Jake Suss knows how to pace hills. Last time we talked to him, Jake had just run Air Force marathon in 2:43, with an average wattage of 295. He used the real-time Stryd power metric to pace the first hill and ended up passing some of his competitors later in the race.


Adjusting Training To Get To The Next Level

After the Air Force Marathoon, Jake wanted make some specific changes to his training in order to lower his marathon PB and become a better runner. He increased his weekly mileage from 70-80 miles per week pre-Air Force MArathon to 80-90 miles per week, while still giving himself a full day of rest and recovery. That meant he would need double almost every day--not an easy task for an active duty Air Force Officer.

A normal week featured a longer or quality session in the morning followed by an easy treadmill run at lunch. On Saturdays, Jake ran long and included some faster work within the longer runs.
Jake also focused more on marathon specific pace and threshold runs, rather than V02 max runs.

In addition to his volume and quality changes to his training, Jake doubled down on digging into the data. Jake also coaches athletes in the Pheonix area, and uses the WKO4 platform frequently.


The above chart compares the 90 days before and including both the Hilton Head Marathon and the AF Marathon. Although the max powers for each given duration were fairly consistent, I was significantly faster at those given powers in my recent training. So that's one reason why I'm surmising that I got more efficient.

Jake's hypothesis would be certainly be put to the test on race day.
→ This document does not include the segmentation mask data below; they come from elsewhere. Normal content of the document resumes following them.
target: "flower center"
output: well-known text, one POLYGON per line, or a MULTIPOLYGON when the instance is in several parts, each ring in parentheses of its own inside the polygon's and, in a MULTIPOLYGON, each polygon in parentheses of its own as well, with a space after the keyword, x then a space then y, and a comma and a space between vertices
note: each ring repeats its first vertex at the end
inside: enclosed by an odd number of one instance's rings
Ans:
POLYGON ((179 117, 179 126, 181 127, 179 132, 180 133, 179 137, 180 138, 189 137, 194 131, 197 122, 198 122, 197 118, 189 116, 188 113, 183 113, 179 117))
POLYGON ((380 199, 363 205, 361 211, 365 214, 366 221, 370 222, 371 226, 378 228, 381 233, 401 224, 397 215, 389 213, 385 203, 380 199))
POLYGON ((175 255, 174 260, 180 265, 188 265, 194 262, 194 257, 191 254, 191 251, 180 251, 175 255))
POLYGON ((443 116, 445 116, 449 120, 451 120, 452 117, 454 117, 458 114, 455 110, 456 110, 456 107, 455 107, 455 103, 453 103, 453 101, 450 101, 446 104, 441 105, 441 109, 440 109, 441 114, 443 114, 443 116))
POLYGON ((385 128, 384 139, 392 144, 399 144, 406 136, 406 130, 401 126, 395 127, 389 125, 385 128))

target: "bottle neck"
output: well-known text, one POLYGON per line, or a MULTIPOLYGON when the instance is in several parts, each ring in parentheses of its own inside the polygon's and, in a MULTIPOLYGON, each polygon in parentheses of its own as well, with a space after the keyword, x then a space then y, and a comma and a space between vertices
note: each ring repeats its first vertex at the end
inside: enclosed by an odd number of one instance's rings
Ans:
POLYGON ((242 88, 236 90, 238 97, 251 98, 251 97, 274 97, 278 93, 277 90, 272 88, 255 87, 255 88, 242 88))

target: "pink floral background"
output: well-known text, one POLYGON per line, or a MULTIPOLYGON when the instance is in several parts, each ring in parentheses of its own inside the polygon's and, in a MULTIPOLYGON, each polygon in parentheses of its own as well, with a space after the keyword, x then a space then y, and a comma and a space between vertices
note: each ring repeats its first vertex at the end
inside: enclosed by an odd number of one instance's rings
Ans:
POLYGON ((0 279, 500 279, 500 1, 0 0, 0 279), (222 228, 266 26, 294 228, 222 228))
Training Leading Up to Race Day

After several productive months of training, Jake began to see real changes in his running efficiency, a promising sign ahead of the Hilton Head Marathon.

A tune up Half Marathon in Pheonix confirmed the data. He raced the half marathon at marathon pace and finished in 1:17:30 (5:54 pace) and averaged 330 watts. He finished feeling strong, wondering why he couldn't just run the next 13.1 miles then and there.
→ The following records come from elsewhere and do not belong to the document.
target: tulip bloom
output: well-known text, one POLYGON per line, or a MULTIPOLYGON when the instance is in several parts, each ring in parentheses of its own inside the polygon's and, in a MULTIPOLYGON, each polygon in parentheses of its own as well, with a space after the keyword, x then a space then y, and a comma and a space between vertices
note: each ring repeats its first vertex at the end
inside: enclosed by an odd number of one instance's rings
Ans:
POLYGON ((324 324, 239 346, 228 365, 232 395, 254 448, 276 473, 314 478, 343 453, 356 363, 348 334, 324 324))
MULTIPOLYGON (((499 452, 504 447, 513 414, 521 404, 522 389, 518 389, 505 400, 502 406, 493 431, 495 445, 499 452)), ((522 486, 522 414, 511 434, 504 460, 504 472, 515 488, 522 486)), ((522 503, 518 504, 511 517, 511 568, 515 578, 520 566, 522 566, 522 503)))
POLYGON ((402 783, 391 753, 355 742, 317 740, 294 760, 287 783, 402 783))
A week before the race, he did the same pre-race speed sessions as he did prior to the Air Force Marathon: 3 x 1k.


Jake noticed his 1k repeats were faster than his previous workout, and he was putting out less power to produce that faster speed. He had become more efficient, and this was a huge confidence booster heading into race day.

Race Day

Jake knew he didn't want to go out too fast, as he had in the Air Force Marathon. He was able to hang on for a good result there, but he knew with proper pacing based on his power-based training, he could definitely hit his personal best and maybe even win the race.

"My plan was very simple," Jake said, "Don't go crazy in the first mile and hold 300 watts all the way through the tape."


In an earily similar manner to Joseph Gray, who recently qualified for the PanAmerican Cross Country Championships, Jake executed his race plan perfectly. His first mile was 5:55 but below 300 watts. It became clear early on that Jake would be in a position to win if he kept up his initial pace. There were some small hills interspersed in the course, and Jake made sure to stay at his target wattage. Jake was clear of the competition by the half marathon mark. It was all up to Jake and his watts.

Jake felt strong in the last 5k and began to increase the pace. He ran his last mile in 5:45 and punched through the tape in a massive PR: 2:38:41. His average pace: 6:00. His average watts: 300. Paced to perfection.

Watts That Won = 300


What's Next for Jake?

Jake is already looking towards his next challange. He wants to get even faster. His eyes are on the Marine Corps Marathon in Washington, D.C. He wants to be the top finished in the Armed Forces Division. We are all pulling for you, Jake!